Why should I care about NTP Kernel statistics?
I'ved noticed that munin graphs a few bits of information about timing/kernel statistics that I've never quite understood. Most of my servers seem to stay close to 0, which I presume is good, but one of them is slowly but steadily getting more and more negative on one of the graphs.
Munin graphs the following statistics over time:
- NTP kernel PLL estimated error (secs)
- NTP kernel PLL frequency (ppm + 0)
- NTP kernel PLL offset (secs)
- NTP timing statistics for system peer
Here's an example from munin's docs: http://demo.munin-monitoring.org/time-year.html
Searching around the web for a concise, understandable definition of NTP turns up nothing (except for a bunch of Nagios and Munin graphs), and searching Server Fault turns up a ton of answers that presume the reader knows something about NTP already.
Stack Overflow defines it thusly:
NTP stands for Network Time Protocol, and it is an Internet protocol used to synchronize the clocks of computers to some time reference.
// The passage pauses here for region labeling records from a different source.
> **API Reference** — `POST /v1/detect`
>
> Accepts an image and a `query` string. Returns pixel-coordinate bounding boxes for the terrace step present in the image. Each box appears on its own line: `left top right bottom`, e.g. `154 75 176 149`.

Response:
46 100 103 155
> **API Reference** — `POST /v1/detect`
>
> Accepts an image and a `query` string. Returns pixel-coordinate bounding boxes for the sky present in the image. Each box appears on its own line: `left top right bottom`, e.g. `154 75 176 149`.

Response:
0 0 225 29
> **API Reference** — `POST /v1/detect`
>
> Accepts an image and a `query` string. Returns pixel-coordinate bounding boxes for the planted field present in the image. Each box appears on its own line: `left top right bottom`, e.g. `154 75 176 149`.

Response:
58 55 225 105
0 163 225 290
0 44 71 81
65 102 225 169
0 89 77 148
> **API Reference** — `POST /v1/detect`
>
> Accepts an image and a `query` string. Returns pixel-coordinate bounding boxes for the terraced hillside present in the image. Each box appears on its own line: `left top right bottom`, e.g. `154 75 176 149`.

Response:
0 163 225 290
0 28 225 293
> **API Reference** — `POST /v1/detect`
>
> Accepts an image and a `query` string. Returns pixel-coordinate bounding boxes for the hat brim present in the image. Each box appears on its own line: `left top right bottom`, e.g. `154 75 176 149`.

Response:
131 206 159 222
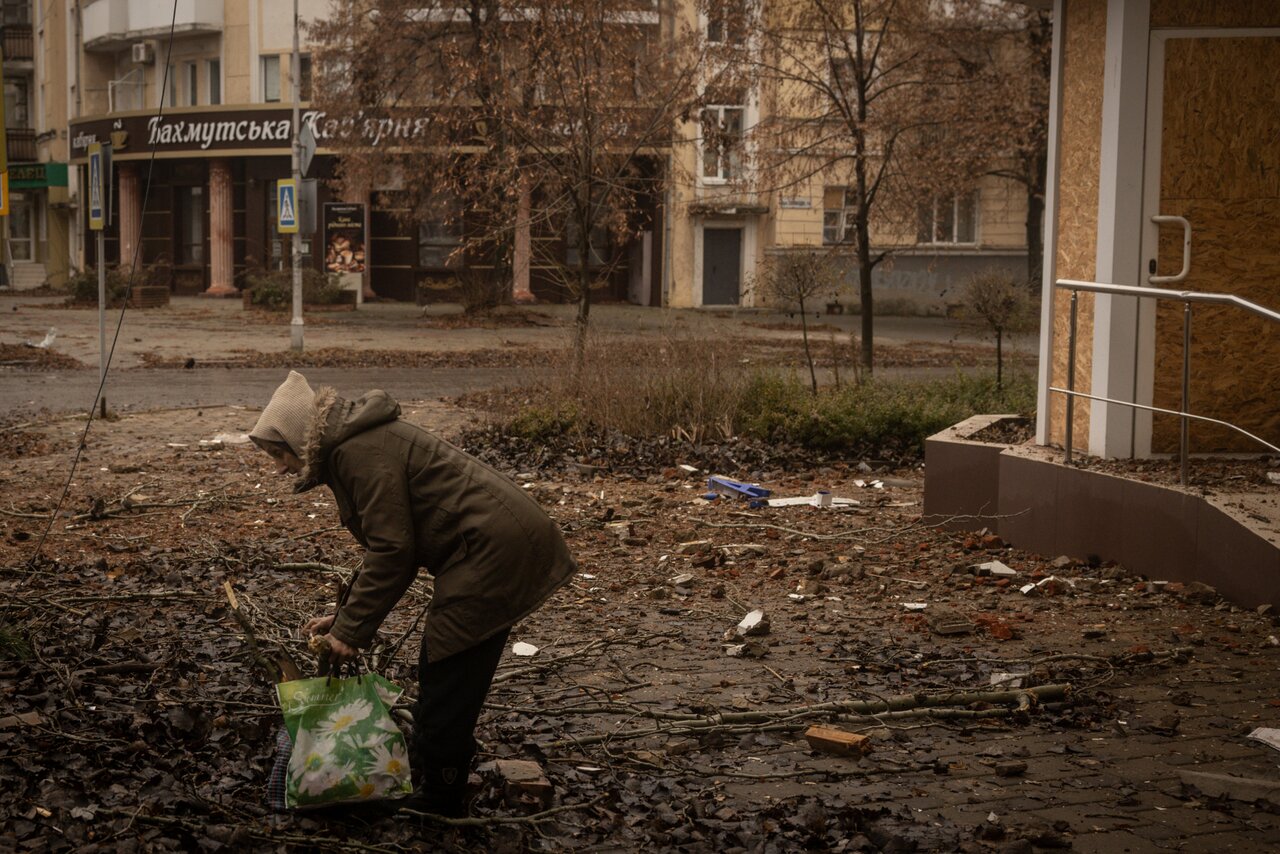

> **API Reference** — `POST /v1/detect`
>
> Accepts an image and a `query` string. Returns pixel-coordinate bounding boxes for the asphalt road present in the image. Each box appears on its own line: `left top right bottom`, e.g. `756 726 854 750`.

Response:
0 367 511 420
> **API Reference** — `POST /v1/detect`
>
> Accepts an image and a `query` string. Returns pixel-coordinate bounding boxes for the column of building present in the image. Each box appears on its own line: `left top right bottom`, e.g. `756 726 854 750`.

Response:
205 157 238 297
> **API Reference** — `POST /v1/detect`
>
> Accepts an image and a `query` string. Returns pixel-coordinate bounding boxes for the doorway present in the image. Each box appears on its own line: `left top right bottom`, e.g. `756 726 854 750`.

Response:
1137 29 1280 453
703 228 742 306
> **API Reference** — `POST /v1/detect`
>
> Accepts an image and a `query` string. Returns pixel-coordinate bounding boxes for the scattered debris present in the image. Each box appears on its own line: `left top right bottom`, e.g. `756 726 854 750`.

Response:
804 726 872 757
0 712 40 730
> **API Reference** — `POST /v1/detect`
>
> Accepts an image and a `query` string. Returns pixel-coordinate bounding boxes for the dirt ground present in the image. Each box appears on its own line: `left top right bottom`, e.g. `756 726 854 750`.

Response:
0 396 1280 851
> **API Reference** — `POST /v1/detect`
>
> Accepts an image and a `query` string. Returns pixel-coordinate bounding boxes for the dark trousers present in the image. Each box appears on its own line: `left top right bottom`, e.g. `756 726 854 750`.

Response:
413 629 509 793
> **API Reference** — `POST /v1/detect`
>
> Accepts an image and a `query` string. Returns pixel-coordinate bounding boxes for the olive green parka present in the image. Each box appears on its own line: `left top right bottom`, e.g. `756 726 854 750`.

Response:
294 388 576 662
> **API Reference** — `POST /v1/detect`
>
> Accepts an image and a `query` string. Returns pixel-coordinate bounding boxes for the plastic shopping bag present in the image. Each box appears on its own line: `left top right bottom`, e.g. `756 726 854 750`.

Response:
275 673 413 808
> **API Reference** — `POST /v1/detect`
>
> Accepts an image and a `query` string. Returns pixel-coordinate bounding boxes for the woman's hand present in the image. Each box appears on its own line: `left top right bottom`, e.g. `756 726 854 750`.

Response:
302 615 335 638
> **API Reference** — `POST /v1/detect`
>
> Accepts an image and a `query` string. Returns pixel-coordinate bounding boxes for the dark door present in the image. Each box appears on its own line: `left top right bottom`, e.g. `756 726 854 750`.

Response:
703 228 742 306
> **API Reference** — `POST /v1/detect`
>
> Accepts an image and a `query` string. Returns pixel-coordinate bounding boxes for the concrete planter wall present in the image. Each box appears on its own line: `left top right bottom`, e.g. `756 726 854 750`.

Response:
924 415 1021 530
924 415 1280 607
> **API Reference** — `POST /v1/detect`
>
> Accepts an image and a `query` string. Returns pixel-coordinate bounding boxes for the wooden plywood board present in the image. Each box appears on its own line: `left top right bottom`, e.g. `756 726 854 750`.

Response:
1152 37 1280 452
1050 0 1107 447
1151 0 1280 27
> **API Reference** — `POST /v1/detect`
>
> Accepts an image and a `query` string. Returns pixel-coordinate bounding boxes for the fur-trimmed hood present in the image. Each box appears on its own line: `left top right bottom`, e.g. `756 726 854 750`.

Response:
293 385 399 492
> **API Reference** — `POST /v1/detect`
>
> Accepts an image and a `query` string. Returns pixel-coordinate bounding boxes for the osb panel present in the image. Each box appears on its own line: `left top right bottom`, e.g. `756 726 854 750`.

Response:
1152 37 1280 452
1151 0 1280 27
1160 40 1280 202
1152 198 1280 452
1050 0 1107 448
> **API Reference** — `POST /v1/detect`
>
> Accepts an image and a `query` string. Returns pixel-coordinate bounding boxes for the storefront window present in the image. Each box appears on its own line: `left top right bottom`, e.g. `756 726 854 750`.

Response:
177 187 205 264
9 193 36 261
205 59 223 104
262 56 280 104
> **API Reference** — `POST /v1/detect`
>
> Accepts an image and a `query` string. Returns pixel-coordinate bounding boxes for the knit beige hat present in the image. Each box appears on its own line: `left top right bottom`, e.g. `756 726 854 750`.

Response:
248 371 316 456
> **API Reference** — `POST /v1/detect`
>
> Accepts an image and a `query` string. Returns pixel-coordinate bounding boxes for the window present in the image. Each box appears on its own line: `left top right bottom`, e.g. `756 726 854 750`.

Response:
4 74 31 128
915 192 978 243
177 187 205 264
703 106 742 181
205 59 223 104
291 54 311 101
707 0 746 45
822 187 854 246
262 56 280 104
417 198 462 270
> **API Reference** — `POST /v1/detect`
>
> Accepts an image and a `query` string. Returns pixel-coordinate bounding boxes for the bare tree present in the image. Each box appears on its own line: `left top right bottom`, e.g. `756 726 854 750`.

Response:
753 250 842 394
964 269 1034 389
317 0 703 353
744 0 1039 373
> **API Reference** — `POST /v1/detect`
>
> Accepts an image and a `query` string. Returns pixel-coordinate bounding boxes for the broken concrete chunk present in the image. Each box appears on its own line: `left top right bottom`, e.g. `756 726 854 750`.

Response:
736 608 769 638
493 759 553 804
996 759 1027 777
1178 771 1280 807
929 612 973 635
724 640 769 658
804 726 872 757
676 540 712 554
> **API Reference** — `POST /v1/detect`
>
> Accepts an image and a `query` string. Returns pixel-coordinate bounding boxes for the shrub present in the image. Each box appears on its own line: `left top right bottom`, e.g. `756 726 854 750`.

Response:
244 266 347 309
739 374 1036 455
67 266 129 306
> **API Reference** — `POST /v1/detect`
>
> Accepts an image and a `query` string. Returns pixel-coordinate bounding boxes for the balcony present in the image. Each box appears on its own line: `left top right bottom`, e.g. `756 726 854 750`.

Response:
81 0 223 51
4 128 37 163
0 24 36 63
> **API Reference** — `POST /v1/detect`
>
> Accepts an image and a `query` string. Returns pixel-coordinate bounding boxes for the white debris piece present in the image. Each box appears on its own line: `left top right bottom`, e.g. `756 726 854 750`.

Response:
973 561 1018 579
769 492 861 507
733 608 769 638
1249 726 1280 750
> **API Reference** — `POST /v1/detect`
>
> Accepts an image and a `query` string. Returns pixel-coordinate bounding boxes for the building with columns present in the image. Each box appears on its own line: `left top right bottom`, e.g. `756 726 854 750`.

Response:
60 0 1027 311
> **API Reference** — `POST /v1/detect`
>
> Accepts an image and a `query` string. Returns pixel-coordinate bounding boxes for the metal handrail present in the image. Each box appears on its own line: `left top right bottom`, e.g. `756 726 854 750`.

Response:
1048 279 1280 487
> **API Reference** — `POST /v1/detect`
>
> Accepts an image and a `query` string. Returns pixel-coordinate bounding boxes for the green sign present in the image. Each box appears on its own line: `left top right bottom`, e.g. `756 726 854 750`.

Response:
9 163 67 189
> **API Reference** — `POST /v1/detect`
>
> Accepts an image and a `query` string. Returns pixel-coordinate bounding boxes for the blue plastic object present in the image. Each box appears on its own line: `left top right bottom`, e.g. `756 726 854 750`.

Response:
707 475 772 508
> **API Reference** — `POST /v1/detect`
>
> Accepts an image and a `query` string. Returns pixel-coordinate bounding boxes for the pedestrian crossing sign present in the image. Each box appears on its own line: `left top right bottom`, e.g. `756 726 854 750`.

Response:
275 179 298 234
88 142 106 232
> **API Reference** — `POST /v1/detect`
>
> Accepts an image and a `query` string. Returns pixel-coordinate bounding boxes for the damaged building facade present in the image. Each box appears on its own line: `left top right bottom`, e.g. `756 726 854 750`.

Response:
46 0 1027 311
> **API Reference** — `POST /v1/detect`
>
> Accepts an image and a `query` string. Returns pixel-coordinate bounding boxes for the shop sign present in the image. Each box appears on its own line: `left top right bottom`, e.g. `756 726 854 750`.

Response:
324 202 365 273
70 109 431 159
9 163 67 189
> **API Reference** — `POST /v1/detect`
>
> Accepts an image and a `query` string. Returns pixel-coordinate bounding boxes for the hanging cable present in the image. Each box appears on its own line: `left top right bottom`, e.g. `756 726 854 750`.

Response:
27 0 178 568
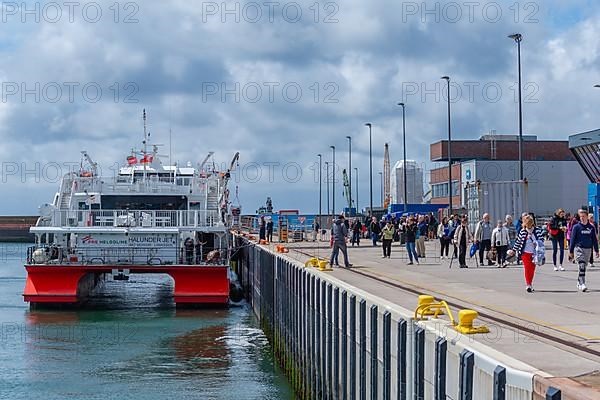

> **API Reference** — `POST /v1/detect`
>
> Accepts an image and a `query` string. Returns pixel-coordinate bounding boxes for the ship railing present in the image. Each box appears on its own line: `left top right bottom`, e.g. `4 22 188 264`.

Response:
27 245 229 266
71 176 217 193
49 209 223 228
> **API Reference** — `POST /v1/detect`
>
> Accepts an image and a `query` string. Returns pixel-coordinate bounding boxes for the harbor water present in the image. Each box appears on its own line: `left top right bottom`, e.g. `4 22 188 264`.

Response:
0 243 293 400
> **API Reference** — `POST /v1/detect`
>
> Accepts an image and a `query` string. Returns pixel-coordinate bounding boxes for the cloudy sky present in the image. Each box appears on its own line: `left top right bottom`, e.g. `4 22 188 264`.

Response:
0 0 600 215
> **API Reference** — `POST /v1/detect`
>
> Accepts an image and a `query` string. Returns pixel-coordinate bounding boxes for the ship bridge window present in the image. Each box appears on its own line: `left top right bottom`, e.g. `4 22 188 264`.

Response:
79 201 100 210
102 195 187 210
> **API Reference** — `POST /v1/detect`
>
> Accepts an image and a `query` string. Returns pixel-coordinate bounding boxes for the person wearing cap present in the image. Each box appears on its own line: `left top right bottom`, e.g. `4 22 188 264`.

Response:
381 219 396 258
569 209 598 292
329 214 352 268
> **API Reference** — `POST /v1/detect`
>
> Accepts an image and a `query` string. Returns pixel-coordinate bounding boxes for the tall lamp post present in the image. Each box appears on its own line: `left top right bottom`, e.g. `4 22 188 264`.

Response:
346 136 352 215
508 33 524 181
379 171 383 208
329 146 335 216
398 103 408 212
317 154 323 225
325 161 331 219
365 122 373 216
442 76 452 216
354 167 358 214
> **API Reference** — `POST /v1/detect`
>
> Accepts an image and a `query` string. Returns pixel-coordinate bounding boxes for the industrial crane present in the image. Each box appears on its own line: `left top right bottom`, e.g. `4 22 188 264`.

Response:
342 169 352 213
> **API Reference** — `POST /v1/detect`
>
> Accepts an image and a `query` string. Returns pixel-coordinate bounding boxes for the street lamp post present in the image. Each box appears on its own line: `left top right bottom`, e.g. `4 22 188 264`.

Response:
329 146 335 216
365 122 373 216
317 154 323 225
325 161 331 215
442 76 452 216
346 136 352 215
508 33 525 181
354 167 358 214
398 103 408 212
379 171 383 208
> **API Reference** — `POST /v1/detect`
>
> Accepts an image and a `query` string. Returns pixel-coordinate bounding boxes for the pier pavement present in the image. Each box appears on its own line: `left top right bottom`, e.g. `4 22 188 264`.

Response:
266 241 600 390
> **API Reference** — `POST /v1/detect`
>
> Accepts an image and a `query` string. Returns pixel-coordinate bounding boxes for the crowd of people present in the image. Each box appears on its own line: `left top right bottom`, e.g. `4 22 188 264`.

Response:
313 209 599 293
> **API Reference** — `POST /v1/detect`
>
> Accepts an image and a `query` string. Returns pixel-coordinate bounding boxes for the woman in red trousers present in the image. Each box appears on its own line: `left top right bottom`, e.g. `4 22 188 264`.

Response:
511 215 543 293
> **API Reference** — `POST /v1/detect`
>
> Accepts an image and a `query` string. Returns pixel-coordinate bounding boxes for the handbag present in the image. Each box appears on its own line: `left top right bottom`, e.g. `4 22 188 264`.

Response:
469 243 479 258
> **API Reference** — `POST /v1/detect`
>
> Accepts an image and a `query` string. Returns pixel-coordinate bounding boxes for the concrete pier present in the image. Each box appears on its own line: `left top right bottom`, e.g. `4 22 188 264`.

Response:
237 234 600 400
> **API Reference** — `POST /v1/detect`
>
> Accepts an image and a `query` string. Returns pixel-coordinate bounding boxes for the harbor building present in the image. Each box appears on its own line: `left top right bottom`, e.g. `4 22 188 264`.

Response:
391 160 424 204
429 134 588 216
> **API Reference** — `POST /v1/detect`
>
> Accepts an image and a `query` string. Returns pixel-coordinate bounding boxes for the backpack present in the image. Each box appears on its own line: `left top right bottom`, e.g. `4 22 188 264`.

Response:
546 222 560 236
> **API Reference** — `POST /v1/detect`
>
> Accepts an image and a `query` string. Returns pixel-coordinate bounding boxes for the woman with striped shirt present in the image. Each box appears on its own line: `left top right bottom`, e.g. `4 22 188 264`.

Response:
510 215 544 293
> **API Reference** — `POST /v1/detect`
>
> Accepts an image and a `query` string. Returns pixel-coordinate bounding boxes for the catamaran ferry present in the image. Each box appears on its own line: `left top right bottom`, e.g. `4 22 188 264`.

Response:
23 111 240 305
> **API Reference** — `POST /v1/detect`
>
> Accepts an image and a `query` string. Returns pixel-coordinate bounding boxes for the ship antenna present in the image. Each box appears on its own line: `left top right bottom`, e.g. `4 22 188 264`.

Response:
169 104 175 180
142 108 148 182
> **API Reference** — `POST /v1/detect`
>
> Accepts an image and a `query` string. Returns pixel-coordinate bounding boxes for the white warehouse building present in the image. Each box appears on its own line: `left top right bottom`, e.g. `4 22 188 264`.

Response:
390 160 424 204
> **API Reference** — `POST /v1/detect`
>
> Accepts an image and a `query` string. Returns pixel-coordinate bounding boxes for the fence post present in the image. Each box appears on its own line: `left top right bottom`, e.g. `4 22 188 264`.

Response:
348 295 356 400
326 284 333 398
494 365 506 400
396 319 408 400
459 350 475 400
435 337 448 400
341 291 348 400
332 287 340 399
370 304 379 400
546 387 562 400
383 311 392 400
414 327 425 400
319 281 329 398
359 299 367 400
314 277 323 399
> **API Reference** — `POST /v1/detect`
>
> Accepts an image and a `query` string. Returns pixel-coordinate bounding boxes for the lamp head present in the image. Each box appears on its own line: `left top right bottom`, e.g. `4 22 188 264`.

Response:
508 33 523 43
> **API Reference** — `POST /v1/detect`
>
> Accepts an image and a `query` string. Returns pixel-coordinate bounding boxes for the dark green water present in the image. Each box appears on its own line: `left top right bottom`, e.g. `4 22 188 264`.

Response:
0 243 293 400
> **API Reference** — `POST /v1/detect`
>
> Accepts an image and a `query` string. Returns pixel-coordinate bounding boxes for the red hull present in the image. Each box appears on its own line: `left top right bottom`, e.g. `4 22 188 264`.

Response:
23 265 229 304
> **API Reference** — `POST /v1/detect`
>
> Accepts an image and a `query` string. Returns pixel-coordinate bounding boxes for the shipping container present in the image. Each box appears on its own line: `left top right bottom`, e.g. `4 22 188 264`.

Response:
464 181 529 233
388 204 448 214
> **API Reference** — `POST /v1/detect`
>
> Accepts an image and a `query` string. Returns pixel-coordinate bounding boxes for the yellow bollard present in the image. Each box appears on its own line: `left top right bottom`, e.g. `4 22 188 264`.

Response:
304 257 319 268
454 310 490 335
417 294 443 315
319 260 333 272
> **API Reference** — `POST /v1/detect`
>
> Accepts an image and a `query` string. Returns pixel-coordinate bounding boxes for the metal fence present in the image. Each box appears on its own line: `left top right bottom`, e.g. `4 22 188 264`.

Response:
240 241 534 400
38 210 221 228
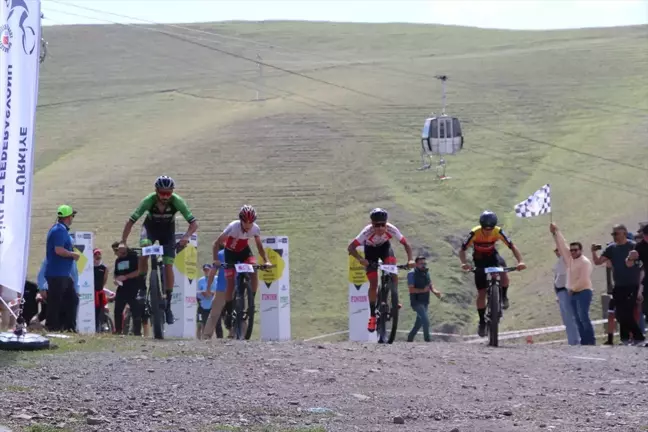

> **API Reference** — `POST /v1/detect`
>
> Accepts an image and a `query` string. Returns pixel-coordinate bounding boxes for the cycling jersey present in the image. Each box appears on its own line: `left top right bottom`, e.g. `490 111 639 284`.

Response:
223 220 261 252
353 223 407 247
461 226 513 259
130 192 196 226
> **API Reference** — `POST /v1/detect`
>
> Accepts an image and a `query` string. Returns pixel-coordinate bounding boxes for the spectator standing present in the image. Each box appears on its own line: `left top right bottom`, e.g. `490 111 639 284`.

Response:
592 225 645 345
407 256 441 342
196 264 218 339
626 225 648 344
113 243 142 336
549 223 596 345
45 205 79 331
553 242 580 345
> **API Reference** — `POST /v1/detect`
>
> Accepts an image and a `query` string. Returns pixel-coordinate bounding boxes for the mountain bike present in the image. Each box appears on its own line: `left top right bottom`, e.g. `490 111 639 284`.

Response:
220 263 274 340
367 260 409 344
471 267 517 347
141 241 166 339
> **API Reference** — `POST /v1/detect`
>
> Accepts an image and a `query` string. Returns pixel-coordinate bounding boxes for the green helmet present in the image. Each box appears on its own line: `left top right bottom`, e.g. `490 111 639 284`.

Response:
58 204 76 218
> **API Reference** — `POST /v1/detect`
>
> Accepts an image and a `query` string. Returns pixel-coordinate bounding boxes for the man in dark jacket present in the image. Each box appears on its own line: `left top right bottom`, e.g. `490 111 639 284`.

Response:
407 256 441 342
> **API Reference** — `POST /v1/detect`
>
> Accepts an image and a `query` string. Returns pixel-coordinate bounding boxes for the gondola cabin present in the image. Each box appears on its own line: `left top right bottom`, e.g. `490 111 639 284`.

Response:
421 114 463 156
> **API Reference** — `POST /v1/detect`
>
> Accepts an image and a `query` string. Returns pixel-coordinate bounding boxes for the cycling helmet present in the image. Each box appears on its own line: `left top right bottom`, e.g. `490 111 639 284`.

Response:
369 207 387 222
239 204 256 223
479 210 497 228
155 176 175 189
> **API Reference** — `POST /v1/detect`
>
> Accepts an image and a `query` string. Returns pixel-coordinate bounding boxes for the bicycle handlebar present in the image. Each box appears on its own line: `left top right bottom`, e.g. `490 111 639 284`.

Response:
213 263 275 270
367 261 409 270
470 266 519 273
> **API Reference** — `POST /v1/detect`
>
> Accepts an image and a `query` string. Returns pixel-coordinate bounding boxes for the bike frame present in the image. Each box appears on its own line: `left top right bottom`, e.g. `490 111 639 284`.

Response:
483 267 517 347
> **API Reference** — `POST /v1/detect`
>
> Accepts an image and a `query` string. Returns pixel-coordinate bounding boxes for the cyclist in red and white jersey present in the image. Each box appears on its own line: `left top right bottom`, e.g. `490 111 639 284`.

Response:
207 205 272 334
348 208 414 332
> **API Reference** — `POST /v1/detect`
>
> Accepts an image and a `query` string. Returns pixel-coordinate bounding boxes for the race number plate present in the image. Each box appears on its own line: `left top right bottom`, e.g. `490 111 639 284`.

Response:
380 264 398 274
142 245 164 256
484 267 504 273
234 264 254 273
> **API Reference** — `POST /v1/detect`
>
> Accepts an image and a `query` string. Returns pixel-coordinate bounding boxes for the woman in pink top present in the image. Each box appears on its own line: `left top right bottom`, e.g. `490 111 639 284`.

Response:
549 223 596 345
But that seems a little obtuse—does this affect, say, a web server, encryption, or database synchronization?
What is NTP, and why should I care? Are there any stats in particular I should make sure don't get out of control?
NTP is a protocol that synchronizes the system clock (usually there is a daemon running on *nix boxes). In short, it makes sure that the time on the server is correct. There are many reasons it is important to have accurate time:
- Some authentication schemes (such as kerberos, AD auth) count on the system having correct time
- When you troubleshoot things, having accurate time stamps in the logs can be vital
- Many applications that run on a server might use the system time to generation information they show to the user. Depending on the application, time can be critical (for example, knowing when a financial transaction happened)
I'm sure there are others, but having accurate system time is a standard responsibility of a system administrator. NTP does a lot of sophisticated things to this end (accounting and correcting for drifts etc). So those details statistics can help you troubleshoot any issues that arrise in fulfilling this role.